In 2010 artist Vaughn Sadie and playwright/theatre maker Neil Coppen relocated to the town of Dundee in Northern Kwa-Zulu Natal as part of VANSA (The Visual Arts Network of South Africa) 2010 Reasons to Live in Small Town residency. Their project saw them working in conjunction with the Talana Museum, historians, community groups, re-enactors, tour guides and learners.
With a culture of historical re-enactment (the tradition of replaying the past through performance) already existing in the town, the artists worked towards staging a series of unconventional re-enactments in public-spaces around Dundee.
The artists returned in 2013 to the town to begin work on the second phase of the project which focused on documenting, recording and collaboratively reimagining aspects of the township Sibongile’s (located 2km outside of Dundee) history.
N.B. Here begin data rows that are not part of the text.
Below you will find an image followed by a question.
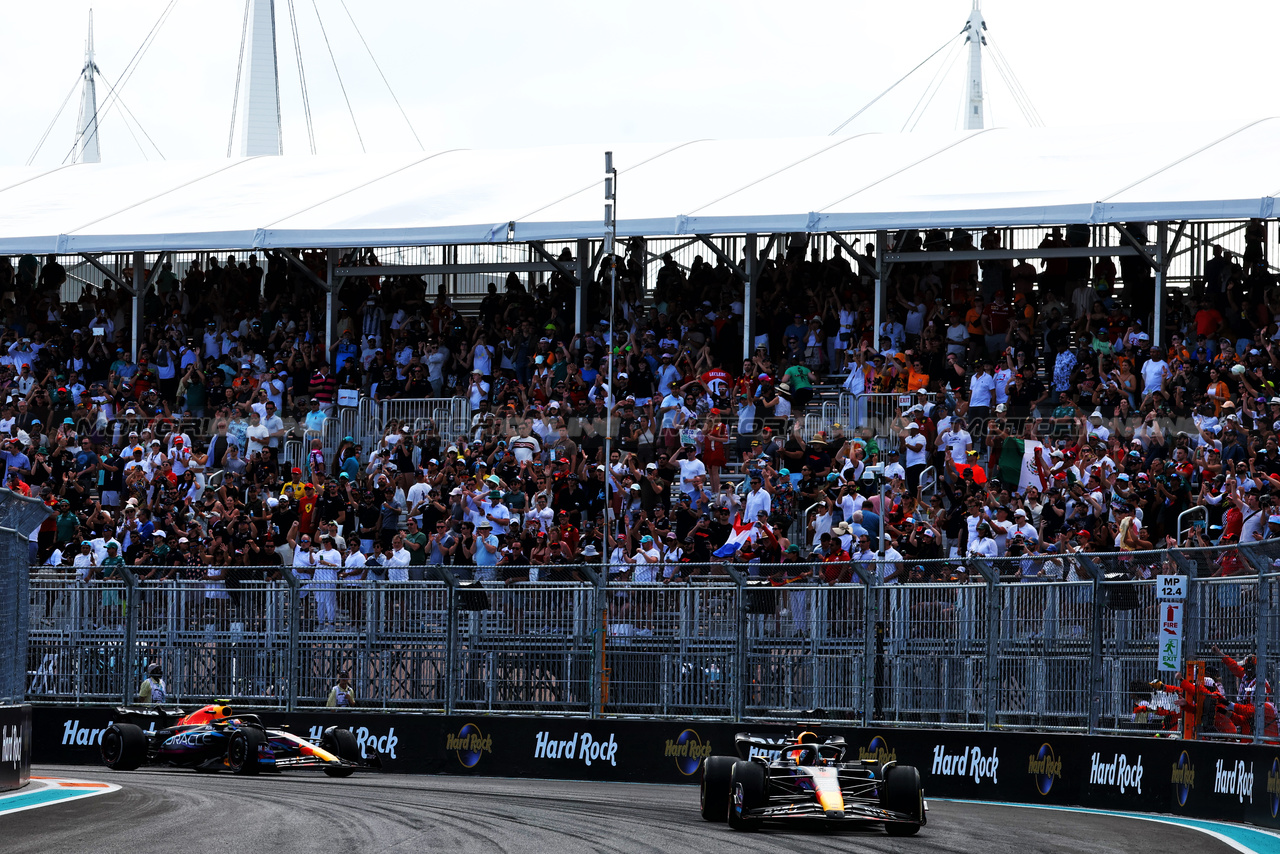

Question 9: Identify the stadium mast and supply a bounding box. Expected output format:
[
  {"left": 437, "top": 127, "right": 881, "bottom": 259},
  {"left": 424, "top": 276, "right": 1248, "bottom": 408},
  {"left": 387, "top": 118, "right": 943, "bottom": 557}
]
[
  {"left": 238, "top": 0, "right": 283, "bottom": 156},
  {"left": 74, "top": 11, "right": 101, "bottom": 164},
  {"left": 962, "top": 0, "right": 987, "bottom": 130}
]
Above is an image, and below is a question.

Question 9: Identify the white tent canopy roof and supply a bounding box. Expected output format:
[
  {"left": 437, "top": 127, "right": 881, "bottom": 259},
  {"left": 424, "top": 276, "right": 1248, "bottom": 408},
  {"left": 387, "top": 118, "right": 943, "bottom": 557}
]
[{"left": 2, "top": 119, "right": 1280, "bottom": 254}]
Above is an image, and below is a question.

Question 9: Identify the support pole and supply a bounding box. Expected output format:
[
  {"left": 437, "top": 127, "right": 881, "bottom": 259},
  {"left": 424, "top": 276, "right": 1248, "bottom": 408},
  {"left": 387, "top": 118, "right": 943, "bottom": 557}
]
[
  {"left": 131, "top": 251, "right": 145, "bottom": 361},
  {"left": 325, "top": 249, "right": 340, "bottom": 356},
  {"left": 575, "top": 238, "right": 590, "bottom": 350},
  {"left": 743, "top": 233, "right": 758, "bottom": 362},
  {"left": 1154, "top": 222, "right": 1168, "bottom": 347},
  {"left": 872, "top": 231, "right": 887, "bottom": 352}
]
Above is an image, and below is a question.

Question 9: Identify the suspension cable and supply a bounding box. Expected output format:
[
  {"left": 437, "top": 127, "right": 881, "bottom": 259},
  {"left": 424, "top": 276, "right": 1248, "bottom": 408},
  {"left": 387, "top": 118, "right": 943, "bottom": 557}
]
[
  {"left": 909, "top": 42, "right": 964, "bottom": 133},
  {"left": 311, "top": 0, "right": 365, "bottom": 153},
  {"left": 97, "top": 68, "right": 165, "bottom": 159},
  {"left": 986, "top": 35, "right": 1044, "bottom": 127},
  {"left": 27, "top": 75, "right": 81, "bottom": 166},
  {"left": 901, "top": 37, "right": 963, "bottom": 132},
  {"left": 287, "top": 0, "right": 317, "bottom": 154},
  {"left": 63, "top": 0, "right": 177, "bottom": 164},
  {"left": 829, "top": 28, "right": 963, "bottom": 136},
  {"left": 338, "top": 0, "right": 423, "bottom": 151},
  {"left": 227, "top": 0, "right": 251, "bottom": 157},
  {"left": 986, "top": 46, "right": 1034, "bottom": 128}
]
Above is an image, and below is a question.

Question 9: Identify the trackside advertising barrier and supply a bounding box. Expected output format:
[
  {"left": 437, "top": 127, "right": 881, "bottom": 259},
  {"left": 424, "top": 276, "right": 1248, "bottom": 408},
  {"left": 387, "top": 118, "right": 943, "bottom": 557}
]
[
  {"left": 1, "top": 704, "right": 32, "bottom": 791},
  {"left": 29, "top": 705, "right": 1280, "bottom": 830}
]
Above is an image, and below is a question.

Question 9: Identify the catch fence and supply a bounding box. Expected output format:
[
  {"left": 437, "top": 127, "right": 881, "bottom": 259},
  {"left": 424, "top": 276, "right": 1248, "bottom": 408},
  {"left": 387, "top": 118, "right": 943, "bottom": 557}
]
[{"left": 22, "top": 543, "right": 1280, "bottom": 737}]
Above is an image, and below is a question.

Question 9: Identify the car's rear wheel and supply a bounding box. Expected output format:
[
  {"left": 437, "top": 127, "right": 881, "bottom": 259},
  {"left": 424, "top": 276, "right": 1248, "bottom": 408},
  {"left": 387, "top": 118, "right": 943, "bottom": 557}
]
[
  {"left": 101, "top": 723, "right": 147, "bottom": 771},
  {"left": 726, "top": 761, "right": 766, "bottom": 831},
  {"left": 700, "top": 755, "right": 735, "bottom": 822},
  {"left": 321, "top": 726, "right": 360, "bottom": 777},
  {"left": 882, "top": 765, "right": 924, "bottom": 836},
  {"left": 227, "top": 728, "right": 266, "bottom": 775}
]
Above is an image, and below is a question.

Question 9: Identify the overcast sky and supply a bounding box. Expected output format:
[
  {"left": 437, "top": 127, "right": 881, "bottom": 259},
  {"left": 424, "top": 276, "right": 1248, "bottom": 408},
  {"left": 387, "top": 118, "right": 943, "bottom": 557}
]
[{"left": 4, "top": 0, "right": 1278, "bottom": 168}]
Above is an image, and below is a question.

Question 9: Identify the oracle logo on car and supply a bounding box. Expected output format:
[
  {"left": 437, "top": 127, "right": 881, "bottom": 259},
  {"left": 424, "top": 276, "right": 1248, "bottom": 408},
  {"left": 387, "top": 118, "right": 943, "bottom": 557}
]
[
  {"left": 165, "top": 731, "right": 212, "bottom": 749},
  {"left": 1027, "top": 743, "right": 1062, "bottom": 796},
  {"left": 665, "top": 729, "right": 712, "bottom": 776},
  {"left": 858, "top": 736, "right": 897, "bottom": 765},
  {"left": 1171, "top": 750, "right": 1195, "bottom": 807},
  {"left": 447, "top": 723, "right": 493, "bottom": 768}
]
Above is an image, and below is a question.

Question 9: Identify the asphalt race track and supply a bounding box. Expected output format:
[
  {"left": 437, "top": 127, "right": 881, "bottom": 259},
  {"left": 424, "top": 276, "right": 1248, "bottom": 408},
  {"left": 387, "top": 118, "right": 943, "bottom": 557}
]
[{"left": 9, "top": 765, "right": 1238, "bottom": 854}]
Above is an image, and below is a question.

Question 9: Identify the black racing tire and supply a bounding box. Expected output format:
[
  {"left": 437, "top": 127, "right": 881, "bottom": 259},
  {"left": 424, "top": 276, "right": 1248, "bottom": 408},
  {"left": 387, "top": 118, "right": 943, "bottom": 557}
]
[
  {"left": 101, "top": 723, "right": 148, "bottom": 771},
  {"left": 321, "top": 727, "right": 360, "bottom": 777},
  {"left": 726, "top": 760, "right": 766, "bottom": 831},
  {"left": 882, "top": 764, "right": 924, "bottom": 836},
  {"left": 700, "top": 755, "right": 735, "bottom": 822},
  {"left": 227, "top": 727, "right": 266, "bottom": 775}
]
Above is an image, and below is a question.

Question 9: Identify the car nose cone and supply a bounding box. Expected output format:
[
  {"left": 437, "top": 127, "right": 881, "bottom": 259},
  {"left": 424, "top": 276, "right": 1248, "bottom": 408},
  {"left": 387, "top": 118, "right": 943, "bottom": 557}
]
[{"left": 825, "top": 809, "right": 845, "bottom": 819}]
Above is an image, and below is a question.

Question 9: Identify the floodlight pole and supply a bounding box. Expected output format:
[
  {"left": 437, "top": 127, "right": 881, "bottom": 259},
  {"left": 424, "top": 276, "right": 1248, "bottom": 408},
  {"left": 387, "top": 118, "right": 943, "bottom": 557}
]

Sibongile was formed through the implementation of the land act in 1913 and while the Talana museum archives housed extensive documentation pertaining to the town’s colonial history scarce records existed on the forming of and founding of the neighbouring township of Sibongile.
After a series of oral history workshops held at the Sibongile Public library, teams of fifteen learners were sent out to record Sibongile relatives and residents’ stories. Their questioning centring on how the township had come into existence. After this research period, each of the groups were asked to reflect on their finding via a series of collage workshops which incorporated photographs and visual-materials which had been collected from residents over the duration of the workshops. During this period the Talana Museum found a full set of original documents of the Dundee Native Admiration Board pre-dating its inception to its final closure in 1974, when Native matters were handled by the Nationalist Government.
The project was funded by the Visual Arts Network of South Africa and the National Arts Council of South Africa. Further support in kind was offered by the Talana Museum and the Endumeni Local Municipality.